REGIONAL REPORT Ӏ FAR EAST
‘Beijing has been forced to revise its plans… China has stumbled into an energy crisis in much the same way as the rest of us have done but it is exacerbated by the fact that their grid and electricity companies are subject to price controls and cannot pass the prices on. Many have decided to shut down production and they have had a lot of power outages for households and companies.’ Echoing the same messages, Premier Li Keqiang stressed the importance of regular energy supply after parts of China were plunged into darkness by rolling blackouts, hitting both factories and homes. Obviously, in China, just as
in the rest of the world, such issues as power cuts, etc are politically incendiary. It’s been reported that China’s top two coal producing provinces – Shanxi and Inner Mongolia – have been ordered to support the country’s power supply crisis.

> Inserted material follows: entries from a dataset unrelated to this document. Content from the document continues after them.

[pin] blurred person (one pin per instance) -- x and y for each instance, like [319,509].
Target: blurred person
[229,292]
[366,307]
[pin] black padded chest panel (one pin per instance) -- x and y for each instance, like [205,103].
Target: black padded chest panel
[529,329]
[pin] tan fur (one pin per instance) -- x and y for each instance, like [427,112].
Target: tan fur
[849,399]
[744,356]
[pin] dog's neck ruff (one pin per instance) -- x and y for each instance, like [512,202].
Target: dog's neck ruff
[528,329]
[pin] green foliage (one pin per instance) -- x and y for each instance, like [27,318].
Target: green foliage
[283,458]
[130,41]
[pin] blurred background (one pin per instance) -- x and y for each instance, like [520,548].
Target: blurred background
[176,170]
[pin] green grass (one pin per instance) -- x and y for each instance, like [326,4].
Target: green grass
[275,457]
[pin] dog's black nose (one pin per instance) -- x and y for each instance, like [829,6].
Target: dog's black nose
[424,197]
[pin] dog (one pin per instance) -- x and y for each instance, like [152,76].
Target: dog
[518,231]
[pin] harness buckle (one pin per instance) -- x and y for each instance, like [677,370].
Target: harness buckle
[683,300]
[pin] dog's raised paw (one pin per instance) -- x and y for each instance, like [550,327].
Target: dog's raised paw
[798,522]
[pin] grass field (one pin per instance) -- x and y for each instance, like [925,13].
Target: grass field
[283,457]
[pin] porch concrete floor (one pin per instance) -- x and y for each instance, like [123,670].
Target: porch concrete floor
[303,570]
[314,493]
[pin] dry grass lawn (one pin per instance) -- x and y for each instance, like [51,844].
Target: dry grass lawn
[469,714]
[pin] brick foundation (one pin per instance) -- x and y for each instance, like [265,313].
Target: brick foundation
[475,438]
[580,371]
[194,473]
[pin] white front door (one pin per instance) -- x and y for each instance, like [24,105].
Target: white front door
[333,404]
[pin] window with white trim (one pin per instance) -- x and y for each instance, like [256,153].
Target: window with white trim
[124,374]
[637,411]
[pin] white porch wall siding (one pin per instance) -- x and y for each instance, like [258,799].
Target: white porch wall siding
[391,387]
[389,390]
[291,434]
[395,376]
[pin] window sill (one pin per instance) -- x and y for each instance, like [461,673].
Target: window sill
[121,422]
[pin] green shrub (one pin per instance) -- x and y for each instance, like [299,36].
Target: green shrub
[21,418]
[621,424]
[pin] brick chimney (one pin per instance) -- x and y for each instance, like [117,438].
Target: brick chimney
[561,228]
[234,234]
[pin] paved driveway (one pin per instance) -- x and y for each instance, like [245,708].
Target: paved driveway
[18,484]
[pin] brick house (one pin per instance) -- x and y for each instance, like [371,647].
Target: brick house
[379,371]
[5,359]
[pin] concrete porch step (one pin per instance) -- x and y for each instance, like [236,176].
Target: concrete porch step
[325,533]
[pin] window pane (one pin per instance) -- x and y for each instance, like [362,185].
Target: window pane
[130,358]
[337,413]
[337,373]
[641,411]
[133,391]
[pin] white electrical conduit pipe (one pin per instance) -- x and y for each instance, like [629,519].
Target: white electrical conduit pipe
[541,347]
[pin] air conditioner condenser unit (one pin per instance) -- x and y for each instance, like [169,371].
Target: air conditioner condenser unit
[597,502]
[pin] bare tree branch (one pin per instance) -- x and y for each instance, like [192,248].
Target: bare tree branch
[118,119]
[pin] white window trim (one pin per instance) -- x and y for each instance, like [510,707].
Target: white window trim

A reflection of the ‘pinch’ in which some of China’s manufacturers are finding themselves is in the announcement made on the website of Jiaxing Jingyang Construction Machinery Co. Ltd (
www.jingyangroup.com) – the leading international supplier of passenger hoists and GJJ tower cranes. The company announced that it is suffering from Chinese Government electricity cut-offs, increased raw material costs and import parts supply delays. Jingyang says because ‘they are losing too much money’ they have had to increase machine and parts prices, adjust delivery schedules and, since May, cancel any contracts signed without payment and invalidate earlier quotations. The price increases amount to +8% on hoist and tower crane parts; +15% on whole hoist units; + 11.5% on tower cranes; +12% on imported electric components; and +5.5% on Chinese electric parts.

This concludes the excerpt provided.